Les partisans du oui de droite, qui n'ont pas mieux compris le message des Français, sont eux déjà en ligne pour prendre la succession de Jean-Pierre Raffarin et manifestent ouvertement plus d'inquiétudes pour leur avenir personnel que pour celui de leur parti et celui de la France. 

 Il faut absolument que la gauche, pour la France et peut-être pour l’Europe, sache tirer les enseignements de ce qui est en gestation depuis maintenant de nombreux mois.

Les perspectives

Il est désormais plus que temps de renvoyer à l’école de l’élu ces mandarins et leurs courtisans. Les Français ont suffisamment souffert de ces propos démagogiques et condescendants. Ils ont plus qu'assez de cette succession de mensonges éhontés. Les partisans du non ne peuvent plus accepter d'être assimilés à des adhérents du Front National alors que toutes leurs idées s'opposent de façon radicale à l'idéologie de l'extrême droite. Et surtout, surtout, la jeunesse a montré, le 29 mai, sa capacité à se mobiliser et à s’opposer. Elle l'avait déjà fait sans être entendue au moment du vote de la loi Fillon.

 Enfin, il est inquiétant de constater qu'aucun grand dirigeant politique, à l'exception de Jean-Pierre Chevènement et de Marie-Georges Buffet, n'a véritablement abordé, dans l'agitation de l'après référendum, l'avenir de la question européenne.

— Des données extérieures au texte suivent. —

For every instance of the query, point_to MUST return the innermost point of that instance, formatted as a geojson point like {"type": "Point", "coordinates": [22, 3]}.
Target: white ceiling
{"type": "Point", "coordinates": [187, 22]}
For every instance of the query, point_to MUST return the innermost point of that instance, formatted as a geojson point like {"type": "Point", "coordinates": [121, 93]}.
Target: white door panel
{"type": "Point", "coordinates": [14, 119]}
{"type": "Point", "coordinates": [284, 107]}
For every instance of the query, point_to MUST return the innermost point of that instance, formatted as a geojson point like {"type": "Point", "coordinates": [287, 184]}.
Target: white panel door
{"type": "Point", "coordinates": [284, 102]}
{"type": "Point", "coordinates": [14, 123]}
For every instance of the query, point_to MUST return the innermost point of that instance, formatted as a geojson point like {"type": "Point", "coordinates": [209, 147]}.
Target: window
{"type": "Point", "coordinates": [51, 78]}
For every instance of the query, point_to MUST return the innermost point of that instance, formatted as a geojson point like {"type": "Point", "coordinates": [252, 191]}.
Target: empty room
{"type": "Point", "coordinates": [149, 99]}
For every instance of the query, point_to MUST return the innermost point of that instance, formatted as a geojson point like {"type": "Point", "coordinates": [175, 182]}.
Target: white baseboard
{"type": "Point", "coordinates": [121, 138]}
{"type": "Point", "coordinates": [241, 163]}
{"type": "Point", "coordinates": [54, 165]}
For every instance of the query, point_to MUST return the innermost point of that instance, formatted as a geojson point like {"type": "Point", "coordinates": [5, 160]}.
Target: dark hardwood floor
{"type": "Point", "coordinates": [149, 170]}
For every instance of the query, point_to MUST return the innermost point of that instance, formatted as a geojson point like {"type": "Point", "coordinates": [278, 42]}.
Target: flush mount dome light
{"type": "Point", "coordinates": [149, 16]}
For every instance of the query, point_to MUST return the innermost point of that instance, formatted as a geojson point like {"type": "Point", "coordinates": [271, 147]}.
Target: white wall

Impossible de savoir si une renégociation est possible ou non sur des sujets aussi fondamentaux que l'indépendance de la BCE, la politique industrielle européenne, ou la démocratisation des institutions de l’Union ; impossible de connaître les orientations de tous ceux qui ne se sont prononcés qu’en termes généraux masquant mal leur amère surprise : la Construction européenne a été la grande absente des débats médiatisés qui ont été essentiellement franco-français, internes aux partis et à la vie politique française. On aurait, par exemple, pu s'attendre à ce que quelqu'un parle du vote de l'adhésion de la Bulgarie et de la Roumanie qui a eu lieu le 25 avril 2005 et qui avance l'entrée de ces deux pays dans l'Union Européenne de 2009 à 2007. Quand on sait quelles sont les règles sociales et économiques qui sont en vigueur dans ces pays, on peut s'interroger sur le silence total des élites sur le sujet.  

Au final, le soir du 29 mai c’est la démocratie qui a remporté une victoire. C'est une victoire contre le pouvoir en place, une victoire contre les dirigeants autistes de certains partis de gauche, une victoire enfin contre les funestes projets de tous ces politiques qui n’ont même pas pris la peine d'essayer de nier que le TCE était effectivement libéral et parfaitement insatisfaisant. L'opinion des Français n'intéressait pas réellement ces dirigeants. Le 29 mai a montré le haut degré de schizophrénie de dirigeants politiques qui, aujourd’hui, se prévalent de leurs erreurs passées non pas pour en tirer les conséquences qui s’imposent mais au contraire pour justifier leur maintien au pouvoir : en droit français cela s’appelle "abus de droit" mais dans la vie démocratique que chacun est en droit d’attendre cela s’appelle de l'incitation à l’insurrection : il vaudrait mieux pour tout le monde que ce ne soit qu’une insurrection des urnes.